Changements comportementaux

Changements biochimiques
Usage du tabac (p. ex., prévalence de l'usage du tabac et nombre de cigarettes fumées)

Critères démographiques (p. ex., densité de population)

Services médicaux (p. ex., nombre de lits d'hôpital par unité de population)

Facteurs socio-économiques (p. ex., taux de chômage)

Pollution de l'air (p. ex., dioxyde de soufre)

Facteurs climatologiques (p. ex., température, précipitations)

Consommation d'aliments (p. ex., dépenses alimentaires par ménage)

Consommation de drogues (p. ex., alcool, médicaments)

Facteurs professionnels

Exercice physique

Programmes de promotion de la santé

Programmes de prévention et de lutte contre la maladie

Lacunes dans la planification des programmes


   

Les listes des indicateurs visent à lancer le débat. Par exemple, les changements comportementaux font partie d'une liste, mais le tabagisme et l'exercice physique font partie d'une autre. La saine alimentation ne figure sur aucune liste. En fait, la sélection des indicateurs doit être systématique et elle doit reposer sur des données scientifiques (voir la prochaine section intitulée «Étapes initiales»).

Les facteurs de risque peuvent provoquer directement des changements dans les tendances en matière de santé, et les interventions peuvent, directement ou indirectement (par leurs effets sur l'exposition aux risques), entraîner des changements dans l'état de santé. Par conséquent, la surveillance des changements survenus dans les indicateurs de risques et les indicateurs d'interventions peut permettre de prévoir des changements dans l'état de santé et de déceler des problèmes de santé émergents (détection précoce). Si les programmes d'intervention sont efficaces, ils devraient entraîner des changements tant dans l'exposition aux risques que dans l'état de santé (élaboration et évaluation des programmes) [figure 2].


FIGURE 2

Effets directs et indirects des indicateurs de risques et d'interventions
sur les indicateurs de l'état de santé, pour emploi dans
le cadre d'un système de surveillance global

FIGURE 2


   

Étapes initiales

Les premières étapes de l'établissement d'un système de surveillance global à long terme pourraient inclure les activités suivantes :

1. Mener une série de discussions en table ronde pour identifier les intervenants et définir les objectifs et les priorités du système.

2. Effectuer une revue exhaustive des publications pour définir des indicateurs valides et fiables du milieu biophysique et socio-économique et des problèmes de santé; effectuer une méta-analyse25,26 pour établir un ordre de priorité des variables de risques, à la lumière des risques relatifs et des risques attribuables.
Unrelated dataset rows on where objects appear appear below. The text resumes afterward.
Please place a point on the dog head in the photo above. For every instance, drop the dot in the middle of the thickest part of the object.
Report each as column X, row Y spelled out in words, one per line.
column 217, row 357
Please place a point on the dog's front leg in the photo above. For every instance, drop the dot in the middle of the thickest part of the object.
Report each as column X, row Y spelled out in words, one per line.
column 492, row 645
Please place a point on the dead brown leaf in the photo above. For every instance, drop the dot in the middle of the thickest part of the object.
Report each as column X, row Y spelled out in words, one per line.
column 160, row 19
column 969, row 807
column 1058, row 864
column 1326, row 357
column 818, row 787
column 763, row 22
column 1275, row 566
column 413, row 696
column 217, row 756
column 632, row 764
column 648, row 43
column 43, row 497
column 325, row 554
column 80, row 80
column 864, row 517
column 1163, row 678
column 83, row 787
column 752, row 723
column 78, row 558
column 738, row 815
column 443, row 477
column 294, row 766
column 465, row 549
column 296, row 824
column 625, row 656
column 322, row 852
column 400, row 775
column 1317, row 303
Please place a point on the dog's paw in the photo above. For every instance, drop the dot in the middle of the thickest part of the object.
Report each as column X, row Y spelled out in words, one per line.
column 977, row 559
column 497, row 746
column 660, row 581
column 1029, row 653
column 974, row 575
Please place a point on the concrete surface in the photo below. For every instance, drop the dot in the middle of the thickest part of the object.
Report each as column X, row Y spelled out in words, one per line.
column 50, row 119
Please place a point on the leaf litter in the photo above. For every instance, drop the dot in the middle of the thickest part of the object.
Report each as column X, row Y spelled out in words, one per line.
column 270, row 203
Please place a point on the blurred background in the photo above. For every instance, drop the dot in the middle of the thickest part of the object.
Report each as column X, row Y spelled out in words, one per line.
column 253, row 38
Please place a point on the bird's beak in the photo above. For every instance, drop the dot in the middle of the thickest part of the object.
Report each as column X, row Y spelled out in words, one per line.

3. Mener une série d'enquêtes Delphi22 (une première enquête pour définir des indicateurs, et des enquêtes subséquentes pour en établir l'ordre de priorité) auprès d'équipes interdisciplinaires de spécialistes, afin de déterminer les ensembles d'indicateurs que les spécialistes privilégient pour chacun des domaines : santé, risques et interventions.

4. Réaliser une série d'ateliers de consensus entre spécialistes22, qui définiront plus précisément les ensembles d'indicateurs et élaboreront les règles fondamentales et les définitions de travail pour le système de détection précoce et le cadre d'élaboration de programmes, selon les problèmes de santé sélectionnés.

5. Confirmer l'existence de bases de données à l'égard de ces indicateurs, les modalités d'accès à ces bases et la manière dont toutes ces bases peuvent être intégrées au système de surveillance global.

6. Évaluer la qualité des bases de données et mettre au point des méthodes permettant de l'améliorer.

7. Repérer les lacunes dans les données accessibles et élaborer des méthodes permettant de recueillir des données supplémentaires pour le système de surveillance.

8. Reprendre les étapes 2 à 4 pour définir, classer par ordre de priorité et préciser l'ensemble des statistiques qu'il faudra générer à partir du système de surveillance27.

9. Reprendre les étapes 2 à 4 pour définir, classer par ordre de priorité et raffiner les méthodes permettant d'utiliser les données de surveillance pour les appliquer en santé publique (élaboration et évaluation de stratégies de prévention et de contrôle).

10. Reprendre les étapes 2 à 4 pour définir, classer par ordre de priorité et raffiner les méthodes permettant de diffuser l'information le plus rapidement possible.


Perfectionnement de la méthode de surveillance

Il faut élaborer une méthode de surveillance tout en élaborant un système de surveillance global, au 21e siècle. Les défis d'ordre méthodologique touchent notamment les domaines suivants : collecte de données, analyse et interprétation des données, application en santé publique, diffusion de l'information et technologie informatique (tableau 2).

TABLEAU 2

Exemples des nouvelles méthodes nécessaires
à l'établissement d'un système de surveillance
global au 21e siècle

1. Collecte des données
Procédé systématique pour la sélection des indicateurs28

Méthode de conversion des résultats de différentes enquêtes sur la santé comportant des indicateurs variés en un ensemble uniformisé et compatible

Méthode permettant d'accroître les taux de réponse aux enquêtes, par sous-groupe de la population29

Méthode permettant de recueillir des indicateurs indirects (p. ex., utilisation des noms de famille pour identifier l'origine ethnique30)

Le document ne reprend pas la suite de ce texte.